The audience (partygoers) are treated to a gradually swelling series of images, which overlap and surround us. A karaoke performance gone wrong, a brief sexual fumbling on a fold out couch, an awkward speech and a slap on the back. With these comes the projected images of a couple on a mattress and a slideshow of photos from the night. The effect of this is to immerse the audience in a kind of dream logic, or rather a drunk logic. Most effectively illustrated by the passion pop skulling competition, which leaves the performers quite sozzled and a bit red faced for the last section of the show. Kudos to Luke Holmes for completely dominating in that race. As the party ends we're in much the same condition as the performers, drunk on wine, images and excellent tunes. Walking to the train station afterwards I can't really recall much of what happened but it doesn't mater. As Malcolm Whittaker, one of the hosts, proclaims in his welcoming speech. "It's not about all those things. It's about the moment you know!"

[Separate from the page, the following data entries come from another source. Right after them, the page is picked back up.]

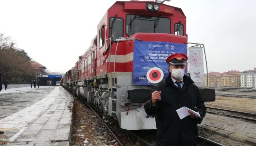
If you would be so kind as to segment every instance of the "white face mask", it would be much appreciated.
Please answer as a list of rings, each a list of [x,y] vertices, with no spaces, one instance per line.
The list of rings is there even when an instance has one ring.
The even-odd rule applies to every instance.
[[[173,69],[172,75],[173,77],[180,80],[184,76],[184,70],[182,69]]]

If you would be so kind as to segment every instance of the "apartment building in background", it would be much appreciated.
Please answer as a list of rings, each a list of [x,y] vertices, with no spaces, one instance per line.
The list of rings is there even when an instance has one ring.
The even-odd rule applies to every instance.
[[[207,75],[205,75],[207,85]],[[211,87],[240,87],[240,75],[239,71],[231,70],[227,72],[210,72],[208,74],[209,86]]]
[[[240,72],[241,87],[256,88],[256,68]]]

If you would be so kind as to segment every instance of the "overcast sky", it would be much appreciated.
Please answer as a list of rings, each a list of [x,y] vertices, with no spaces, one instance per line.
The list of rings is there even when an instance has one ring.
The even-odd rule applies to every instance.
[[[51,71],[66,72],[90,46],[115,1],[0,0],[0,32]],[[172,0],[187,17],[188,41],[203,43],[208,71],[256,67],[256,1]]]

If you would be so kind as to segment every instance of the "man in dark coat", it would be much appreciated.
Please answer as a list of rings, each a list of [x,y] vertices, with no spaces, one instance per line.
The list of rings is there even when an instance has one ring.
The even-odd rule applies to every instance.
[[[33,84],[34,84],[34,88],[35,88],[35,85],[37,84],[37,82],[35,81],[35,80],[34,80]]]
[[[189,111],[190,116],[181,120],[176,111],[183,107],[198,110],[202,118],[206,111],[198,87],[184,75],[187,60],[187,56],[182,53],[167,58],[169,75],[158,84],[158,91],[154,92],[145,103],[146,113],[155,114],[158,146],[197,145],[197,124],[202,120]]]
[[[7,86],[9,84],[7,79],[5,79],[3,81],[3,84],[4,85],[4,88],[5,89],[5,90],[6,90],[6,89],[7,88]]]
[[[31,85],[31,88],[32,88],[32,85],[33,85],[33,80],[31,80],[31,81],[30,81],[30,85]]]
[[[39,88],[39,86],[40,86],[40,83],[41,83],[40,80],[37,81],[37,88]]]

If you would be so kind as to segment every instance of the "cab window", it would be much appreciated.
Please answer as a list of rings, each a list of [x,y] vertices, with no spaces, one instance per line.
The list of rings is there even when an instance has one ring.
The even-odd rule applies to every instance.
[[[179,23],[174,25],[174,34],[180,36],[184,35],[183,24]]]
[[[101,49],[104,45],[105,29],[104,25],[101,25],[99,33],[99,48]]]
[[[137,33],[171,33],[171,20],[168,18],[128,14],[126,19],[128,36]]]
[[[120,18],[111,18],[109,19],[109,37],[111,40],[124,37],[124,20]]]

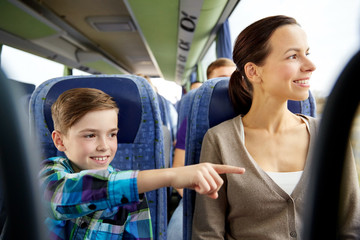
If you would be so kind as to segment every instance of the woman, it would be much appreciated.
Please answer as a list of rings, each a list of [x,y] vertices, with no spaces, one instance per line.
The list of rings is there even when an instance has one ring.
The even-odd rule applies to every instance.
[[[315,65],[295,19],[273,16],[248,26],[233,52],[229,95],[239,116],[210,129],[200,162],[242,166],[224,177],[219,198],[196,196],[192,239],[301,239],[306,182],[318,121],[287,101],[308,98]],[[245,114],[245,115],[242,115]],[[342,237],[359,234],[359,186],[347,162]]]

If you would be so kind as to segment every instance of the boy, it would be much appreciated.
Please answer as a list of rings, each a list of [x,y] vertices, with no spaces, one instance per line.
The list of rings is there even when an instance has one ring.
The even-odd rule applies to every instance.
[[[217,198],[224,165],[118,171],[109,164],[117,149],[115,101],[97,89],[71,89],[51,108],[52,139],[66,157],[43,162],[40,172],[50,217],[50,239],[152,239],[150,212],[142,194],[172,186]],[[139,195],[140,194],[140,195]]]

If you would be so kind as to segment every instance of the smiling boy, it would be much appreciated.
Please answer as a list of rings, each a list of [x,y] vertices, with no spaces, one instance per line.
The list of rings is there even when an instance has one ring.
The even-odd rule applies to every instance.
[[[119,112],[109,95],[71,89],[51,111],[52,139],[66,157],[45,160],[40,172],[50,239],[152,239],[142,193],[173,186],[217,198],[223,183],[219,174],[244,172],[212,164],[119,171],[109,165],[117,150]]]

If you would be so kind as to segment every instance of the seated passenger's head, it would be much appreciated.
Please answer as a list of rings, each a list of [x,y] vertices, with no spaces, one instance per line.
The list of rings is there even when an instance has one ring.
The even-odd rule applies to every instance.
[[[235,69],[236,65],[230,59],[218,58],[208,66],[206,70],[206,76],[207,79],[217,77],[230,77],[231,74],[235,71]]]
[[[76,172],[108,168],[117,150],[118,112],[111,96],[93,88],[67,90],[52,105],[53,142]]]

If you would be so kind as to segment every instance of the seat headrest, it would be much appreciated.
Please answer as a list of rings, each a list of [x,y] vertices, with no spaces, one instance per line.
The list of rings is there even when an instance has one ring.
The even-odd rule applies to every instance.
[[[116,78],[116,81],[114,81]],[[97,88],[112,96],[119,107],[118,143],[132,143],[141,121],[141,99],[136,84],[125,77],[81,77],[70,78],[55,83],[46,95],[44,117],[49,131],[54,130],[51,105],[61,93],[72,88]]]
[[[209,106],[209,128],[237,116],[230,101],[228,78],[216,83]]]

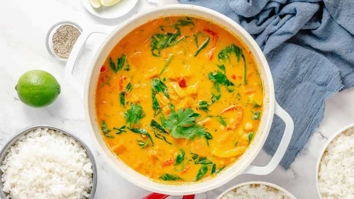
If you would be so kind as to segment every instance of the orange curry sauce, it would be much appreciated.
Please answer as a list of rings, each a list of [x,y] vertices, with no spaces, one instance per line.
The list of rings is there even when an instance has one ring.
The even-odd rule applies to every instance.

Team MESS are a group of young UOW graduates and Killing Don is a work that gestated throughout 2008. First with a Performance Space residency, then at Quarterbred, Underbelly Arts Lab and UOW. This version of the work, programmed in the Performance Space season, is the culmination of their various showings and workshops. It still has the vibe of a showing somewhat; with the nuts and wine, certain sections dragging on too long and the introduction acknowledging all those who helped get the work up and running. In a different context this could have been a problem, but considering it was a "members only free event" it didn't feel as if it mattered all that much.
As a recent graduate company, Team Mess are a good example of what making the right connections and writing inordinate number of applications can get you. From a student perspective it reinforces the necessity to learn the language of applications, to research past recipients and so on. All those mock grants and tortured group work seem a lot more important than the 20 or so percent they are worth in our course work. Hopefully all the experience writing them means that Team Mess will get the opportunity to continue to develop as a company.